Kristen Bell en ‘The Good Place’. (Fuente: NBC)
La tendencia narrativa que dominó la ficción de la primera década (y parte de la segunda) del siglo XXI fue la del antihéroe. Con la llegada de esos personajes que se alejaban del estereotipo del héroe tradicional, se abrió la puerta a protagonistas que se movían sin complejo por los grises de la escala moral y que podían tener sangre en sus manos.
A pesar de sus conductas transgresoras, personajes como Tony Soprano, Vic Mackey, Gregory House, Nancy Botwin, Dexter Morgan, Jackie Peyton y Walter White se ganaron el apoyo de los espectadores porque las historias estaban contadas desde sus puntos de vista, y porque se nos presentaban tan complejos y humanos que lo que hacían, aunque fuera cuestionable, siempre podía justificarse de alguna manera.
Estos personajes no tenían la presión de ser perfectos; no serlo era, precisamente, lo que los hacía especiales. Así, parecían más realistas y hacían más fácil el proceso de identificación del espectador.

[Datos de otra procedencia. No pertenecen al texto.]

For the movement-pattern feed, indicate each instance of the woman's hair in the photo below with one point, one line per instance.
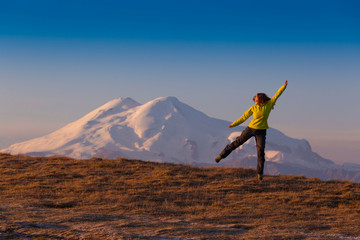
(262, 98)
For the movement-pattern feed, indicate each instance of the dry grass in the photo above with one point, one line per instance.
(61, 198)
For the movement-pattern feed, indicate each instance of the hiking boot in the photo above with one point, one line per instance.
(218, 158)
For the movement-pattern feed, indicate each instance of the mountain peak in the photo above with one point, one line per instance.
(165, 130)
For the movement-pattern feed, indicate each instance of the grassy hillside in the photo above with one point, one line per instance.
(61, 198)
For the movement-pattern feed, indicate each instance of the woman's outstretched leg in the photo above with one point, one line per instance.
(260, 137)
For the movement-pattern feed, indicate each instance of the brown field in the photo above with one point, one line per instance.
(61, 198)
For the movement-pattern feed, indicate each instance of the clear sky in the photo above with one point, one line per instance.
(60, 59)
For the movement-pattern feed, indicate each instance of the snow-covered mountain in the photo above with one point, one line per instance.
(167, 130)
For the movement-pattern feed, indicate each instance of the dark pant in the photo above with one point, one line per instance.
(260, 137)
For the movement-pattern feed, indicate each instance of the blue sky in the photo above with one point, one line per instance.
(61, 59)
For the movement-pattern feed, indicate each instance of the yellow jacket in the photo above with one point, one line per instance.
(260, 113)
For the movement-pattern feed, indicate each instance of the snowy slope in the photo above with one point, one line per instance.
(165, 130)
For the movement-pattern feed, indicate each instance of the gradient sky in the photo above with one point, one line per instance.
(61, 59)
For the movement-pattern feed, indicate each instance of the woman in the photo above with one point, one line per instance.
(257, 127)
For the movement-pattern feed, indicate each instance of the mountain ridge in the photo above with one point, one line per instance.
(167, 130)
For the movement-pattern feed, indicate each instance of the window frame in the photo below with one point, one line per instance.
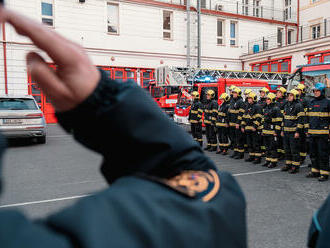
(118, 18)
(46, 16)
(235, 39)
(170, 31)
(223, 29)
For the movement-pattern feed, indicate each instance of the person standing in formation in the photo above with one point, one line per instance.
(223, 124)
(195, 118)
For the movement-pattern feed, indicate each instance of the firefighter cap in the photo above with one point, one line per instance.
(210, 93)
(247, 91)
(264, 89)
(195, 94)
(225, 97)
(253, 96)
(301, 87)
(282, 89)
(295, 93)
(271, 96)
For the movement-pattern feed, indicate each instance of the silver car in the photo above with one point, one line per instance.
(20, 117)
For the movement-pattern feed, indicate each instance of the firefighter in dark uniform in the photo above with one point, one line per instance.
(263, 96)
(210, 117)
(318, 116)
(223, 124)
(250, 124)
(281, 101)
(292, 128)
(301, 88)
(262, 102)
(195, 118)
(235, 113)
(164, 191)
(271, 129)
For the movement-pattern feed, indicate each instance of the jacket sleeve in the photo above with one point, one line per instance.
(301, 118)
(121, 116)
(257, 118)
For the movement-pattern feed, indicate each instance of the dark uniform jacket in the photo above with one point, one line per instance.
(235, 111)
(147, 204)
(222, 119)
(318, 116)
(196, 112)
(252, 117)
(271, 122)
(211, 112)
(293, 117)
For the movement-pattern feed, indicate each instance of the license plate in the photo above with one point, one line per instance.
(12, 121)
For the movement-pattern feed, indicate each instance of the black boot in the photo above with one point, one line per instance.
(294, 170)
(257, 161)
(285, 167)
(323, 178)
(266, 164)
(272, 165)
(313, 175)
(250, 159)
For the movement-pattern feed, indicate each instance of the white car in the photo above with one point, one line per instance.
(20, 117)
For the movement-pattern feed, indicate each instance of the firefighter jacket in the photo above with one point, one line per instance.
(318, 119)
(211, 113)
(207, 210)
(196, 112)
(222, 119)
(236, 111)
(272, 120)
(293, 117)
(262, 102)
(281, 102)
(252, 117)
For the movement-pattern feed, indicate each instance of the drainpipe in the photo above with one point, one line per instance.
(4, 45)
(199, 33)
(188, 33)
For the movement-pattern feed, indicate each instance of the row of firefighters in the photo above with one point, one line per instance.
(285, 125)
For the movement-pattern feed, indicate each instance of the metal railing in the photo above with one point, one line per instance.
(281, 39)
(237, 7)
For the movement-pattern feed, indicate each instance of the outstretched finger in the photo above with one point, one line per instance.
(48, 81)
(61, 50)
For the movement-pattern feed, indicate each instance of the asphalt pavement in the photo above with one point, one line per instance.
(43, 179)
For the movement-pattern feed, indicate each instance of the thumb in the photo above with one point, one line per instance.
(46, 79)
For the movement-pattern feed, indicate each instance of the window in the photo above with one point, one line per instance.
(167, 24)
(220, 32)
(233, 33)
(279, 37)
(47, 12)
(290, 32)
(245, 7)
(113, 18)
(256, 8)
(316, 31)
(287, 10)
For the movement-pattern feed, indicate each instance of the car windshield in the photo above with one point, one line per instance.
(17, 104)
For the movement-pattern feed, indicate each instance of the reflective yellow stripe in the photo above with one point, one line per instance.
(312, 131)
(289, 117)
(324, 172)
(290, 129)
(318, 114)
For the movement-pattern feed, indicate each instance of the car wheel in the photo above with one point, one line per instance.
(41, 140)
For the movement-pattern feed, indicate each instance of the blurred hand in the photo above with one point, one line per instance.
(75, 78)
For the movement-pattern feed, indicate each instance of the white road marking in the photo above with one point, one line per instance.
(83, 196)
(44, 201)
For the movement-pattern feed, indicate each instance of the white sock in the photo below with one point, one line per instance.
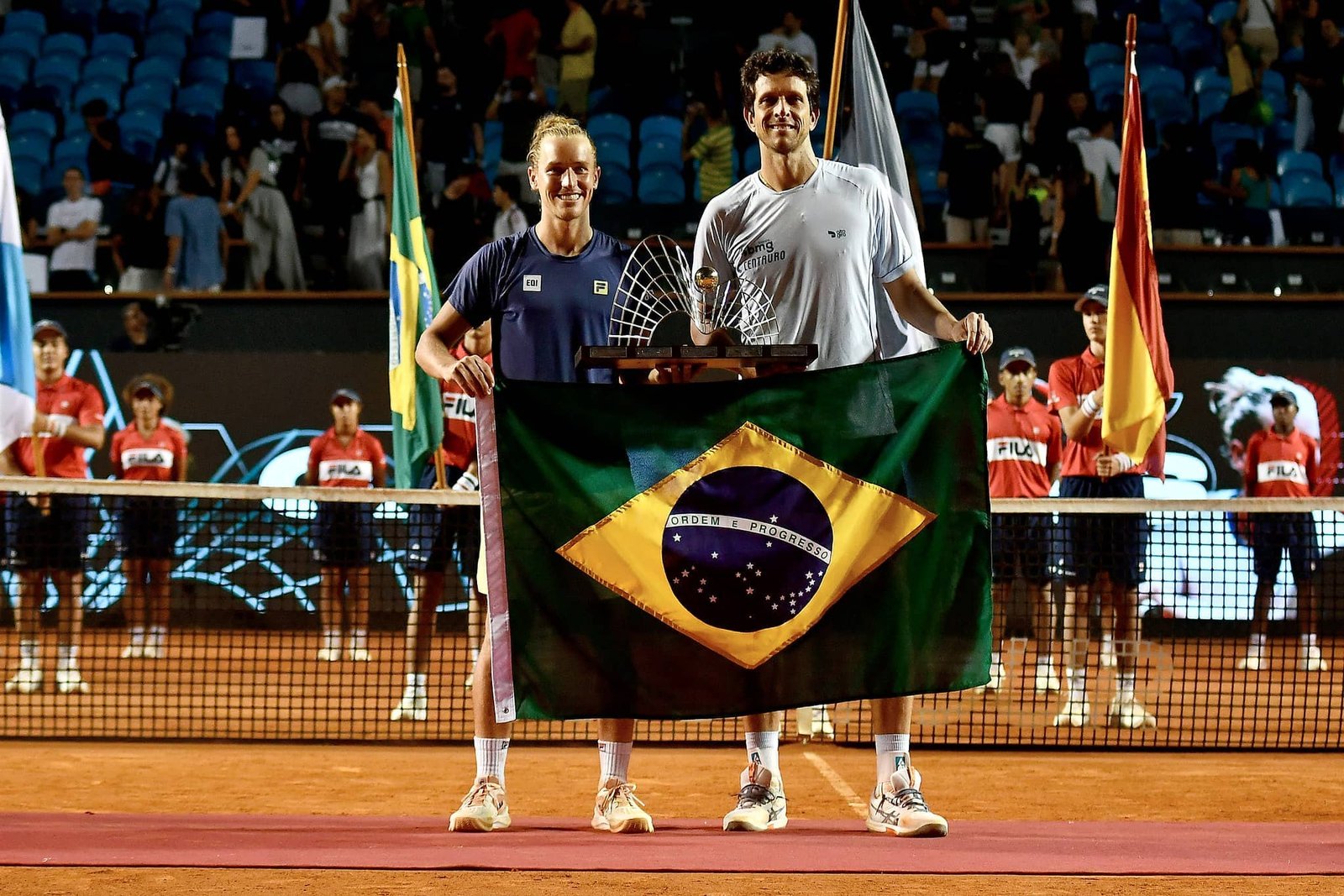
(491, 754)
(889, 748)
(615, 761)
(764, 748)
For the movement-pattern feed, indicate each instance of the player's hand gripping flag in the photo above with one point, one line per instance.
(1139, 371)
(413, 302)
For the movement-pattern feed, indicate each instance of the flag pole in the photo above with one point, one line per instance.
(403, 85)
(837, 69)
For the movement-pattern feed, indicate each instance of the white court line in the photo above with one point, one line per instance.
(837, 783)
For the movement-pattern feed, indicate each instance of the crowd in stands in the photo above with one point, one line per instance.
(131, 123)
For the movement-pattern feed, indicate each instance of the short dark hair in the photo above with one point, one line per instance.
(779, 62)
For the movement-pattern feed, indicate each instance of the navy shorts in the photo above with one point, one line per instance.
(1112, 543)
(58, 540)
(343, 535)
(148, 528)
(434, 531)
(1021, 546)
(1272, 533)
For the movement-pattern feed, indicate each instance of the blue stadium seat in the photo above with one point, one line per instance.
(113, 45)
(26, 22)
(1290, 161)
(167, 45)
(617, 187)
(1303, 190)
(662, 187)
(108, 69)
(18, 45)
(206, 70)
(1099, 54)
(611, 125)
(35, 121)
(612, 152)
(33, 147)
(660, 127)
(150, 94)
(65, 43)
(660, 154)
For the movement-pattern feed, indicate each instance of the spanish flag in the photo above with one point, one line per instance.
(413, 302)
(1139, 372)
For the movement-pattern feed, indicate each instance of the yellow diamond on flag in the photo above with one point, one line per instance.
(748, 546)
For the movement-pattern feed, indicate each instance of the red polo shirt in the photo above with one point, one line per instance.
(1023, 445)
(1070, 382)
(1281, 466)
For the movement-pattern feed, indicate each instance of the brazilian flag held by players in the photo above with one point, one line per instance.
(712, 550)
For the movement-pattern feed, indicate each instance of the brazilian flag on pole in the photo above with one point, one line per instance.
(412, 304)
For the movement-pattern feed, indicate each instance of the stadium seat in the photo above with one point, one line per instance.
(660, 154)
(113, 45)
(612, 152)
(35, 121)
(206, 70)
(662, 187)
(609, 125)
(33, 147)
(1294, 161)
(108, 69)
(617, 187)
(26, 22)
(150, 94)
(1102, 53)
(662, 127)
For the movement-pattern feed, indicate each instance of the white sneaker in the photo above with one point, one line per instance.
(761, 802)
(484, 809)
(1047, 680)
(1075, 714)
(898, 808)
(27, 680)
(414, 705)
(71, 681)
(620, 812)
(1126, 712)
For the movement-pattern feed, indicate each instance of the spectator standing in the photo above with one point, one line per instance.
(47, 535)
(197, 238)
(510, 219)
(369, 167)
(249, 190)
(577, 51)
(148, 450)
(1284, 463)
(73, 235)
(969, 172)
(139, 246)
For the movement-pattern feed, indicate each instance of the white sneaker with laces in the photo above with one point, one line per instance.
(484, 809)
(27, 680)
(414, 705)
(71, 681)
(1075, 714)
(1126, 712)
(618, 810)
(761, 802)
(898, 808)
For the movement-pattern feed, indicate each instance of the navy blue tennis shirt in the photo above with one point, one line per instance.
(543, 307)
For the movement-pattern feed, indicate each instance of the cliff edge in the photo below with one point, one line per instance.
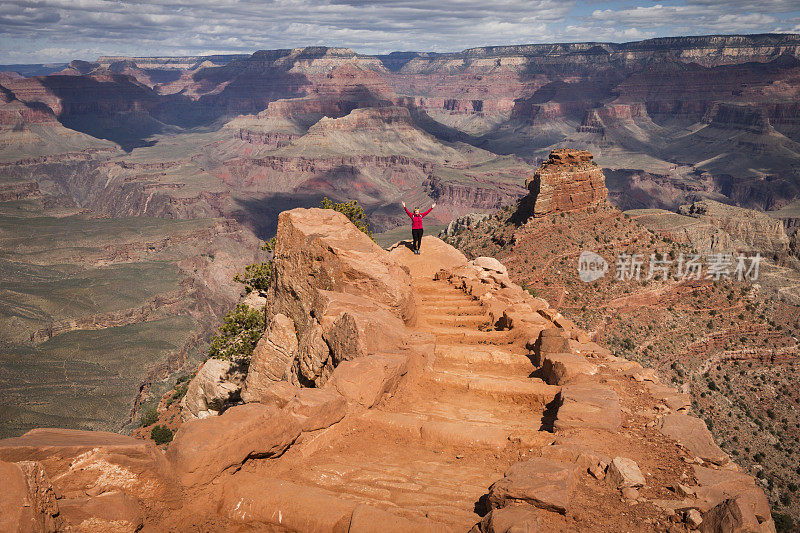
(395, 392)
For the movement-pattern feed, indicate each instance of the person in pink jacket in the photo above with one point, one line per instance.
(416, 225)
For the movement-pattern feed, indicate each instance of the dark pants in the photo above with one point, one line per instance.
(416, 236)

Los antihéroes saciaban nuestra necesidad de evasión de la realidad haciendo lo que nosotros no nos atrevíamos a hacer: House decía frases que nos habría gustado decir en la vida real, Dexter asesinaba a los que se escapaban de la justicia.
Cuanto peores personas eran, más complejos parecían, y más nos gustaban. Durante un tiempo, pareció que no había otra forma de construir personajes interesantes, y la tridimensionalidad fue sinónimo de almas torturadas, pero desde hace unos años la ficción ha derivado en personajes positivos que quieren ser buenas personas y que retan constantemente nuestro cinismo.
Kimmy Schmidt se mantuvo fiel a sus principios hasta el final, y nada de lo que le ocurrió fue capaz de romperla. The Good Place ha conseguido reiniciar su historia varias veces manteniendo una premisa que hace unos años habríamos rechazado; en Crazy Ex-Girlfriend hemos visto hacer un trabajo de cambio a Nathaniel, un personaje que parecía irredimible cuando lo conocimos; y en la reciente Muñeca rusa también es importante el proceso de crecimiento.
Escena final de la temporada 14 de ‘It’s Always Sunny in Philadelphia’
En The Magicians hay un personaje que es capaz de reencontrarse con la bondad aun después de haber perdido su humanidad; en The Bold Type, los mentores son inspiradores y el conflicto no surge nunca de la envidia ni de los malentendidos; incluso una serie como It’s Always Sunny in Philadelphia, heredera de la idea de Seinfeld de que los personajes son lo peor y no evolucionan nunca, nos regaló con su secuencia de ballet contemporáneo un final de temporada emotivo y emocionante que era totalmente inimaginable en el contexto de la serie hace un año.
Esta tendencia parece responder al caos de la vida real, como una forma de resistencia a esa costumbre cada vez más extendida de tratar de forma peyorativa a los activistas de la justicia social, o a hablar de buenismo o corrección política como si fueran los males de nuestros días; un uso del lenguaje como el arma política que es que solo busca distraernos de lo importante.
Todas estas propuestas nos demuestran que en la ficción hay valor en que los personajes quieran ser buenas personas, y que ese es un objetivo tan loable como cualquier otro viaje dramático. Uno en el que los espectadores estamos interesados porque sabemos que es muchas veces más difícil e importante que cualquier otro.